The tags field takes a comma-delimited list of one or more tags. For example:
virginia
precinct, democrat, 2004
precinct, republican, 2012
confederate, may_3
union, may_4
Neatline's tagging system provides a powerful and flexible way to slice and dice records into groups of related subsets. This can be useful for a number of reasons:
Tags provide the "selectors" that makes it possible for the Neatline styling system to apply bulk updates to large collections of records. For example, you could do something like:
.virginia {
fill-color: #08c;
}
This automatically updates the "Fill Color" of all records in the exhibit tagged with virginia
, even if there are hundreds of thousands of them. For more infomation about this, head over to the "Styling Exhibits with Neatline CSS" guide.

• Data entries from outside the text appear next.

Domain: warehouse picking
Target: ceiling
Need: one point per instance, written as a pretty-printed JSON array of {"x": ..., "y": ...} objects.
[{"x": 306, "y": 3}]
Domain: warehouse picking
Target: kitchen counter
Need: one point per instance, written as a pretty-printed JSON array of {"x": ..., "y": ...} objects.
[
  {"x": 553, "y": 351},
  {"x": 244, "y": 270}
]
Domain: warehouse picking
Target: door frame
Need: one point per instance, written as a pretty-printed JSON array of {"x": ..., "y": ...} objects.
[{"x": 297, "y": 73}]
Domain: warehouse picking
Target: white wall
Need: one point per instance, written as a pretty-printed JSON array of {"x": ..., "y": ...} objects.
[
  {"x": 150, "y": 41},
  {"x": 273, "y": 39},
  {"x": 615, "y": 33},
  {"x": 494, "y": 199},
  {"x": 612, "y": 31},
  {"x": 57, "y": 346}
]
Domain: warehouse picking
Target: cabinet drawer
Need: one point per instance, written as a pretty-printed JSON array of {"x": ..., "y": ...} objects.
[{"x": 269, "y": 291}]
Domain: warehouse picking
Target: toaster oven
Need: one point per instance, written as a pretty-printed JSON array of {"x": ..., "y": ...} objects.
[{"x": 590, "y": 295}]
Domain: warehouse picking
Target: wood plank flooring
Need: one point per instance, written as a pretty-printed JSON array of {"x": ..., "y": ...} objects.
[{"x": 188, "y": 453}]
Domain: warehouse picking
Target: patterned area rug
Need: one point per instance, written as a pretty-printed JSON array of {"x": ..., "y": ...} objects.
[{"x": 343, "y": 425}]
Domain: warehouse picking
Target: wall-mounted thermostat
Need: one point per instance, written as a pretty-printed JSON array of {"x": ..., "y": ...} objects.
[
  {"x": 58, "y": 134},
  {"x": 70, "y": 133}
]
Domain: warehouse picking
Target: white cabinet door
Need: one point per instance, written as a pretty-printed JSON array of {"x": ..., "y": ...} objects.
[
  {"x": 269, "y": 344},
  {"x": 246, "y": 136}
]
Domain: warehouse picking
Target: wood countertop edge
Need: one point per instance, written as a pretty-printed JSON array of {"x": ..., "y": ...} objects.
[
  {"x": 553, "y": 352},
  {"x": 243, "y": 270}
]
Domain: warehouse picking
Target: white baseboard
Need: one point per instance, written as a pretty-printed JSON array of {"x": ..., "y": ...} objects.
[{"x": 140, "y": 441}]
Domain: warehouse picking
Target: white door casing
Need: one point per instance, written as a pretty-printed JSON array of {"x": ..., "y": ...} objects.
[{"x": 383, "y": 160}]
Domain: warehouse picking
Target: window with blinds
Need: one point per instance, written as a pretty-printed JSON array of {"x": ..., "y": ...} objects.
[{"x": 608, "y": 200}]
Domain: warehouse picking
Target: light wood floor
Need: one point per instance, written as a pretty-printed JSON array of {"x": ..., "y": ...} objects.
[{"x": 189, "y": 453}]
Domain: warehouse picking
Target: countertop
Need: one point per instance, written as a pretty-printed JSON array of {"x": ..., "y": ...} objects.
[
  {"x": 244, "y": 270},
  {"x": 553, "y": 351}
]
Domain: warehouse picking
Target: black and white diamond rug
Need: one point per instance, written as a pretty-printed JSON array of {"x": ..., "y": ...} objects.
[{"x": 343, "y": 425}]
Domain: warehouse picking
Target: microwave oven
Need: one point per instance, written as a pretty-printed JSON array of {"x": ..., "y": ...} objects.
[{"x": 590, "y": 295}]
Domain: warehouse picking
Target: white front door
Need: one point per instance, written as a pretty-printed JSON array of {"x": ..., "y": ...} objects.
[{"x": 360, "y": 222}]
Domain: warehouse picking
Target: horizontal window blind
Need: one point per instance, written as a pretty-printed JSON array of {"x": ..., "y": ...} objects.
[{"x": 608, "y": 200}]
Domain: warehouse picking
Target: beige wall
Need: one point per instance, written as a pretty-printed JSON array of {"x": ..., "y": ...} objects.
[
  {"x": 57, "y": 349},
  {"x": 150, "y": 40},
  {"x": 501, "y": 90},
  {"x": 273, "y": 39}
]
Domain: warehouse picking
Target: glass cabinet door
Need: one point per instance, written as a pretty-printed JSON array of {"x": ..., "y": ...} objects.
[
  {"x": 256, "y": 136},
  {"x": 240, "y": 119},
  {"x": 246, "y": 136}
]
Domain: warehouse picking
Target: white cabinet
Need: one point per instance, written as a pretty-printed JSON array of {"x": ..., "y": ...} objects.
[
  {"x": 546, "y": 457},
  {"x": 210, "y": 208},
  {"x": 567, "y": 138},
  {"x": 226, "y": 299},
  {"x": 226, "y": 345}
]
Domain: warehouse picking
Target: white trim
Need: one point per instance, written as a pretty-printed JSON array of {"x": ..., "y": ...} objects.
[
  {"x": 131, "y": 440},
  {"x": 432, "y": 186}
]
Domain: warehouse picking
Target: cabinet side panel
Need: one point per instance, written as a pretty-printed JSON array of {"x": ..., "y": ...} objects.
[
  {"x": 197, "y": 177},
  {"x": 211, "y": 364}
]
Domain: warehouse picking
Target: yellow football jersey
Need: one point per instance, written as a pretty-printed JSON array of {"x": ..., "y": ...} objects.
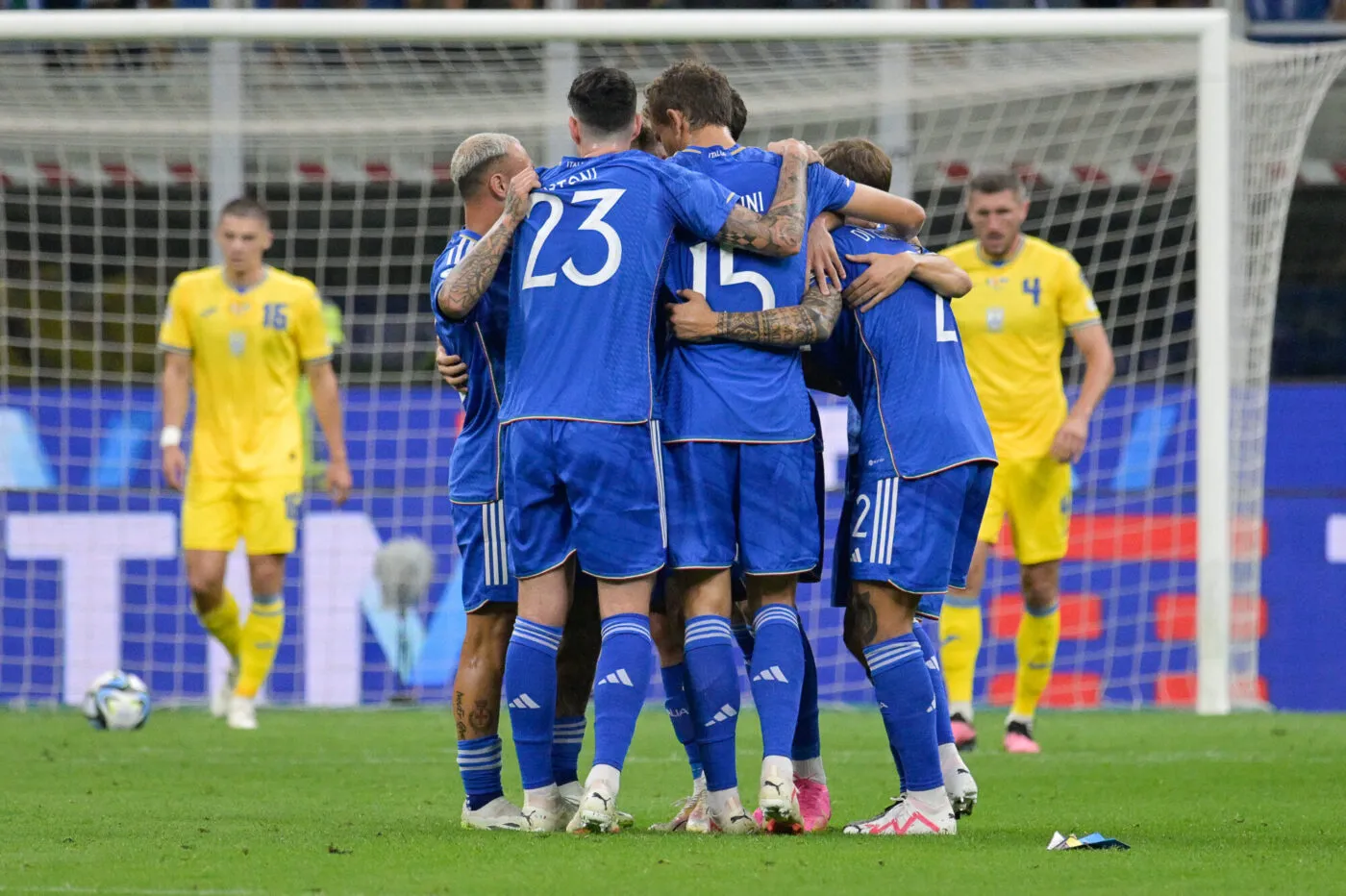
[
  {"x": 246, "y": 356},
  {"x": 1013, "y": 327}
]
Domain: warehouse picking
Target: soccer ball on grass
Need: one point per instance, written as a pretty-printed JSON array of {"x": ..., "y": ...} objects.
[{"x": 117, "y": 701}]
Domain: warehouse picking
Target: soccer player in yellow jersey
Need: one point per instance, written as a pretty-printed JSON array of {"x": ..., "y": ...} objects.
[
  {"x": 244, "y": 333},
  {"x": 1026, "y": 296}
]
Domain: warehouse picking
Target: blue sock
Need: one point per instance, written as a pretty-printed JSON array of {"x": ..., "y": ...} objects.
[
  {"x": 906, "y": 703},
  {"x": 778, "y": 676},
  {"x": 567, "y": 740},
  {"x": 743, "y": 634},
  {"x": 680, "y": 713},
  {"x": 531, "y": 694},
  {"x": 713, "y": 676},
  {"x": 808, "y": 741},
  {"x": 625, "y": 665},
  {"x": 942, "y": 725},
  {"x": 480, "y": 764}
]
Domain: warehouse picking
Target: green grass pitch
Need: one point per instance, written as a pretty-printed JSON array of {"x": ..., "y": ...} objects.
[{"x": 367, "y": 802}]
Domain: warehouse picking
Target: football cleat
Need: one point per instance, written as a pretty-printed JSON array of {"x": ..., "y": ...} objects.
[
  {"x": 778, "y": 801},
  {"x": 498, "y": 814},
  {"x": 902, "y": 818},
  {"x": 964, "y": 734},
  {"x": 1019, "y": 738},
  {"x": 596, "y": 812},
  {"x": 734, "y": 819},
  {"x": 574, "y": 791},
  {"x": 545, "y": 815},
  {"x": 242, "y": 713},
  {"x": 814, "y": 804},
  {"x": 961, "y": 788},
  {"x": 219, "y": 700}
]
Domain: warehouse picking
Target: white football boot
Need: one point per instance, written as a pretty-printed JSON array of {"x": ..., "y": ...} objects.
[
  {"x": 958, "y": 781},
  {"x": 909, "y": 817},
  {"x": 778, "y": 798},
  {"x": 242, "y": 713},
  {"x": 219, "y": 700},
  {"x": 596, "y": 812},
  {"x": 544, "y": 814},
  {"x": 498, "y": 814},
  {"x": 729, "y": 815},
  {"x": 574, "y": 792}
]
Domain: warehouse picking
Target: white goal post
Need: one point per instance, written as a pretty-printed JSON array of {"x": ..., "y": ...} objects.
[{"x": 1220, "y": 205}]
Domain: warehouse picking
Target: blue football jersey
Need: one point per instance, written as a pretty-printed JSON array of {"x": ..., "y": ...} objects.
[
  {"x": 904, "y": 366},
  {"x": 730, "y": 390},
  {"x": 474, "y": 468},
  {"x": 585, "y": 280}
]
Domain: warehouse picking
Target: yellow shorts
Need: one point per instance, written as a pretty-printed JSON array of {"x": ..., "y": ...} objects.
[
  {"x": 1036, "y": 495},
  {"x": 219, "y": 511}
]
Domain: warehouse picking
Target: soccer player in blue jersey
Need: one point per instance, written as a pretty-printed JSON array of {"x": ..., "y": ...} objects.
[
  {"x": 922, "y": 478},
  {"x": 493, "y": 175},
  {"x": 737, "y": 455},
  {"x": 582, "y": 452}
]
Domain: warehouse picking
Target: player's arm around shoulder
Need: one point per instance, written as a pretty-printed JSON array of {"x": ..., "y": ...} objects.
[
  {"x": 808, "y": 322},
  {"x": 467, "y": 282},
  {"x": 780, "y": 232}
]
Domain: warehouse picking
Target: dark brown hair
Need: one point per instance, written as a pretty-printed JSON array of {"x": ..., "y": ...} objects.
[
  {"x": 700, "y": 91},
  {"x": 859, "y": 159}
]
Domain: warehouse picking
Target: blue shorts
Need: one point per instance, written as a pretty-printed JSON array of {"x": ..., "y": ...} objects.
[
  {"x": 747, "y": 504},
  {"x": 915, "y": 535},
  {"x": 480, "y": 532},
  {"x": 587, "y": 488}
]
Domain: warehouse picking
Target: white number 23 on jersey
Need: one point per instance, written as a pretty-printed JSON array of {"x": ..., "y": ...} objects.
[{"x": 555, "y": 209}]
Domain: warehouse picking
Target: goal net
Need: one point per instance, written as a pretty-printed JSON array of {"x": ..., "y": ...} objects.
[{"x": 113, "y": 155}]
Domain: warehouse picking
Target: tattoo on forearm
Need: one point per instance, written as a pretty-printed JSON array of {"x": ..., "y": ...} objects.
[
  {"x": 810, "y": 320},
  {"x": 468, "y": 282},
  {"x": 780, "y": 232}
]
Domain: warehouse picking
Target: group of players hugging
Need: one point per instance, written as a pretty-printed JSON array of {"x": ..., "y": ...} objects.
[
  {"x": 666, "y": 457},
  {"x": 636, "y": 331}
]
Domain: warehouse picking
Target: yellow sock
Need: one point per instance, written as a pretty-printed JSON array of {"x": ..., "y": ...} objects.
[
  {"x": 222, "y": 622},
  {"x": 1035, "y": 646},
  {"x": 960, "y": 642},
  {"x": 260, "y": 640}
]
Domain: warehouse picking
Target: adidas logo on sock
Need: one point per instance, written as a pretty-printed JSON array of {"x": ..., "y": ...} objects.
[
  {"x": 726, "y": 711},
  {"x": 619, "y": 677}
]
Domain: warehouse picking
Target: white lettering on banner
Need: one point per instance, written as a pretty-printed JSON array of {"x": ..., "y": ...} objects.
[
  {"x": 338, "y": 561},
  {"x": 1335, "y": 546},
  {"x": 90, "y": 549}
]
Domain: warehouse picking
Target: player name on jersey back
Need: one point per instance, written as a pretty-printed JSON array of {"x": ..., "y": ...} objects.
[
  {"x": 583, "y": 284},
  {"x": 729, "y": 390},
  {"x": 904, "y": 366},
  {"x": 474, "y": 468}
]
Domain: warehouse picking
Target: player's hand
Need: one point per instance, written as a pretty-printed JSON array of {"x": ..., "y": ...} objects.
[
  {"x": 824, "y": 261},
  {"x": 1070, "y": 440},
  {"x": 884, "y": 276},
  {"x": 515, "y": 198},
  {"x": 175, "y": 467},
  {"x": 338, "y": 481},
  {"x": 692, "y": 319},
  {"x": 453, "y": 369},
  {"x": 793, "y": 147}
]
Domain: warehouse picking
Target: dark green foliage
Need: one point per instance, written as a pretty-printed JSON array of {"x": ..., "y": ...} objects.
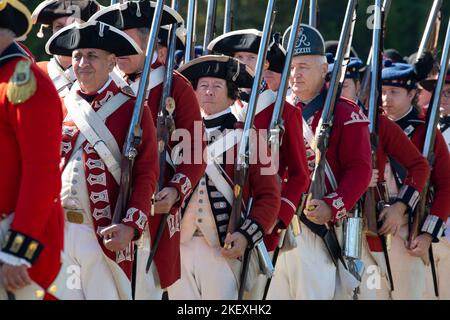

You can filter the list of records in the content management pane in the editor with a query syntax. For example, you could search for:
tags: precinct, democrat
And just show the records that are tagged with both precinct
and democrat
.
In order for the tags to work correctly, there are a couple important requirements:
Tags can contain letters, numbers, and underscores (_), but no spaces or hyphens (-). Technically, it's actually possible to use spaces and hyphens in tags, but it's strongly discouraged, because it effectively results in multiple taggings. For example, if you had a tag called democrat-2012
, Neatline would consider the record to be tagged with democrat
, 2012
, and democrat-2012
. So, if you were to start using a more generalized tag called just democrat
, queries for democrat
would match the record, even though it's tagged with the more specific democrat-2013
. This is confusing, but, unfortunately, the issue lies at the level of the fulltext searching system in the underlying MySQL database that we use to implement the feature. We're working on a fix for this - for now, if you need "spaces" in the tags, just use underscores (eg, democrat_2012
).
Tags must be at least 4 characters in length. Again, this is actually a requirement that's built in to the fulltext searching system in MySQL. Really, though, this is a healthy constraint - tag names should be semantic and descriptive, so most tags should be longer than three letters anyway.
Tags must be separated by commas, or else Neatline won't know where one tag stops and another starts.